Creio que a frustração dele com a carreira no
primeiro grau, onde nunca chegou a ser desembargador, a posterior renúncia ao
cargo, a entrada e o exercício da política como governador e senador, e o
retorno como magistrado no Supremo, tem um propósito: vingança.
Ao desmantelar a carreira de magistrado, primeiro
suspendendo parte da remuneração já incorporada ao orçamento, aquelas vantagens
pecuniárias legítimas, mas chamadas afrontosamente de
"penduricalhos".
Depois, em recente decisão, determinando ao CNJ a
revisão de todos os processos de aposentadoria compulsória como penalidade,
subvertendo a garantia constitucional da vitaliciedade.
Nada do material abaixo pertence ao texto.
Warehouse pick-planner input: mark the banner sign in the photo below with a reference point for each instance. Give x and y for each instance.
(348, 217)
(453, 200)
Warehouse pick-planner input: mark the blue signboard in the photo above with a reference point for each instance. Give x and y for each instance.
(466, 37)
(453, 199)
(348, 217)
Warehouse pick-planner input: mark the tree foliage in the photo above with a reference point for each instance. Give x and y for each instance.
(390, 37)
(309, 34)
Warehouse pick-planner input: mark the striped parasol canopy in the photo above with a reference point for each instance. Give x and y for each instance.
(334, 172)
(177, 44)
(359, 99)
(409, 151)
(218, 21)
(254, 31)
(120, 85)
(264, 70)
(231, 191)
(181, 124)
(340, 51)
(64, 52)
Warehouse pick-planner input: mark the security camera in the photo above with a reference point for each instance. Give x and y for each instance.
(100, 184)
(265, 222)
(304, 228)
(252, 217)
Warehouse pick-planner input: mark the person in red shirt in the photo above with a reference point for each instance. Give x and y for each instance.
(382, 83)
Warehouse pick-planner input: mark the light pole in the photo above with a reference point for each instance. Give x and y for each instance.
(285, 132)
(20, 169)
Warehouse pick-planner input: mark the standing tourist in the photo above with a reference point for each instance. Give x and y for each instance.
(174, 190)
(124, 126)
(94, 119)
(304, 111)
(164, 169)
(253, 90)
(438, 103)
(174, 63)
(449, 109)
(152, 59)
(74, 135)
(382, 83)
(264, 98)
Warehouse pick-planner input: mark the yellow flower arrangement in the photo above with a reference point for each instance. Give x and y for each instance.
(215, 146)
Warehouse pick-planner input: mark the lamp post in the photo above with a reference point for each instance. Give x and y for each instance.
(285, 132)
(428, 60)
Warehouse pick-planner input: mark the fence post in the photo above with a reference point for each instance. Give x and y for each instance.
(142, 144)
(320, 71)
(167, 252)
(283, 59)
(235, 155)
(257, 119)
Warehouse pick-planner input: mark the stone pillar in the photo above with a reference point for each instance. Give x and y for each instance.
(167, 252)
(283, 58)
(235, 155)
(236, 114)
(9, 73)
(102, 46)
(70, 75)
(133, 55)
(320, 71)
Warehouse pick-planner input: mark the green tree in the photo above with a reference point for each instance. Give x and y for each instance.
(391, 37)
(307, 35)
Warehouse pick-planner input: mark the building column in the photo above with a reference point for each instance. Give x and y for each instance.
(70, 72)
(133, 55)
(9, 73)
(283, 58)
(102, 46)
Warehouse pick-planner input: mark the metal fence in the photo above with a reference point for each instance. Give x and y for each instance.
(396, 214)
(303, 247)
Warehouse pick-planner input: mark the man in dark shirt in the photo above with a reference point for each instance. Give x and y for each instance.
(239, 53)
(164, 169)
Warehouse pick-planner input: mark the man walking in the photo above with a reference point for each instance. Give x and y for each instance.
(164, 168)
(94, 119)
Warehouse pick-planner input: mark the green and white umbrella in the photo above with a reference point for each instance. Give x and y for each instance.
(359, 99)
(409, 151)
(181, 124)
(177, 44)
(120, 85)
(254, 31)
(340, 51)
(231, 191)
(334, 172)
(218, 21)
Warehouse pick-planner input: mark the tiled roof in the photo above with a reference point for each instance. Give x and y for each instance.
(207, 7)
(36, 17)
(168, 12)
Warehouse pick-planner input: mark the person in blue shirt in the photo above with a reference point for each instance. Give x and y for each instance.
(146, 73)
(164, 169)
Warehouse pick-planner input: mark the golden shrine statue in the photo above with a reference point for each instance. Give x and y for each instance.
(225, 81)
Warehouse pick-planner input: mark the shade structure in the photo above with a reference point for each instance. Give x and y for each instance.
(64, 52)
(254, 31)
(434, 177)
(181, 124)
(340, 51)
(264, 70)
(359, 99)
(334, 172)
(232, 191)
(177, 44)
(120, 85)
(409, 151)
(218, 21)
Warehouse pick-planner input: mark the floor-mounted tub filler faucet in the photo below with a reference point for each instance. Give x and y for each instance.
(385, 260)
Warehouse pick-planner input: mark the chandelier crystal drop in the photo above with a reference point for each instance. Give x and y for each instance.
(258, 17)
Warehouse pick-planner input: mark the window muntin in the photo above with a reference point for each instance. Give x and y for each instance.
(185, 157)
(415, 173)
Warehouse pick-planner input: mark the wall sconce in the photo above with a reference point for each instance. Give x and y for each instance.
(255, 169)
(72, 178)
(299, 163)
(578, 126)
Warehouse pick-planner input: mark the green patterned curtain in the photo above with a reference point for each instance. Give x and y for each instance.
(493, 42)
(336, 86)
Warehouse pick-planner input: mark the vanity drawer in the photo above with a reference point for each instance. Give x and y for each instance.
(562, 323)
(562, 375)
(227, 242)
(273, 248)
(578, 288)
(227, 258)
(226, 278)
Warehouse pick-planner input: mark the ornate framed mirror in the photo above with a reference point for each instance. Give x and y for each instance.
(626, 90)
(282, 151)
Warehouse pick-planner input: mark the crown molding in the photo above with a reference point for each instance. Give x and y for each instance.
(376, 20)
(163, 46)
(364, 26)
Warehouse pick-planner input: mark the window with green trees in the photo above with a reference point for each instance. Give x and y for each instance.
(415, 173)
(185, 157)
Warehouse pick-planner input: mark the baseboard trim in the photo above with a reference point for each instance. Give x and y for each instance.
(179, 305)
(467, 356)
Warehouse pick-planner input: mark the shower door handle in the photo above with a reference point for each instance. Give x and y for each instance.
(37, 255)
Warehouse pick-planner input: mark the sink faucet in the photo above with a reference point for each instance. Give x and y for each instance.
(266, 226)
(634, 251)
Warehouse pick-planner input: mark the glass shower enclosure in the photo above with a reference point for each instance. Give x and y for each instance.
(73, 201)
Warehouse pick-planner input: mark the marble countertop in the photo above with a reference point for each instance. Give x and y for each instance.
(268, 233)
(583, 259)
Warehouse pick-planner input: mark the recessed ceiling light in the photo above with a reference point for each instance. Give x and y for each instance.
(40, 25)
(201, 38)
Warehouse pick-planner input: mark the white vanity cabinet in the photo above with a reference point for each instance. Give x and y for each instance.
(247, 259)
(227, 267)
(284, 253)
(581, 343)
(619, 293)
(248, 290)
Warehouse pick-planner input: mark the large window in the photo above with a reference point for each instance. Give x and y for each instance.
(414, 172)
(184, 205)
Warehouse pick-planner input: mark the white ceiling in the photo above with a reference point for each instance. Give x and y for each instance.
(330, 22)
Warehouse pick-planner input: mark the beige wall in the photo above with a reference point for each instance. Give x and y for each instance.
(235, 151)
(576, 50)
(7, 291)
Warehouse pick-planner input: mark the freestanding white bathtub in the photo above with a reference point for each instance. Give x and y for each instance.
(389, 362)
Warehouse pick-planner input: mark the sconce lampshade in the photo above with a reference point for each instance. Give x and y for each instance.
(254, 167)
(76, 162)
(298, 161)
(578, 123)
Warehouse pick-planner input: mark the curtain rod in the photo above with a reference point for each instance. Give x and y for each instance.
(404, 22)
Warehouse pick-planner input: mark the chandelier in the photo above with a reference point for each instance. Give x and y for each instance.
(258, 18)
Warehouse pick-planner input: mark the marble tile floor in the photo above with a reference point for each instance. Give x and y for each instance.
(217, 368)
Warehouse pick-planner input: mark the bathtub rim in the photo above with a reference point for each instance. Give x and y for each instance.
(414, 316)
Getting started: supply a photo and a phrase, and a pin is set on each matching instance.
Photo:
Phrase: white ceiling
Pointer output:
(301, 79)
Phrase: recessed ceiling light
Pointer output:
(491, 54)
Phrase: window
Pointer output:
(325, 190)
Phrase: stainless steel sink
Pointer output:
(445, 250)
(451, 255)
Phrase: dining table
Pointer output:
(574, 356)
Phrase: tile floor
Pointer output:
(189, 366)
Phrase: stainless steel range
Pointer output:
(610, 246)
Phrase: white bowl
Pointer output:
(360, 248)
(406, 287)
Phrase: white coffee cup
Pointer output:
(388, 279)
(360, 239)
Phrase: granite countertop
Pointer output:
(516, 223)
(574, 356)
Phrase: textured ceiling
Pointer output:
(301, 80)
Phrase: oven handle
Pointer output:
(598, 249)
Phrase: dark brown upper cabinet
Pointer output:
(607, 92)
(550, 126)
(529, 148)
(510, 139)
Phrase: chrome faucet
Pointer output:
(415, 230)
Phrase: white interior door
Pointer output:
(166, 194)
Flavio Dino age com método na sua luta para diminuir
a magistratura. Tentou como senador, não conseguiu. Agora, como ministro do
STF, em decisão monocrática, atingiu uma das garantias constitucionais da
magistratura, sem passar pelo crivo dos demais ministros.
É uma afronta à dignidade da magistratura e uma
forma de manietar os seus pares no STF.
Nesse jogo, tem faltado coragem ao presidente do STF
para conduzir a Corte com destemor. Os ministros Gilmar, Alexandre e Dino
deitam e rolam sem amarras.
Diante disso, o Congresso segue sem conseguir sequer
negociar com o Supremo uma saída honrosa para a crise instalada com o caso do
Banco Master.
A insignificância do Legislativo é uma verdadeira
afronta à sociedade brasileira que irá às urnas em 2026.
E as associações nacionais de magistrados seguem nos
bastidores tentando salvar os dedos porque os anéis já se foram.
A decisão de Dino, em uma época de democracia
mitigada, enfraquece a magistratura e isso é muito ruim.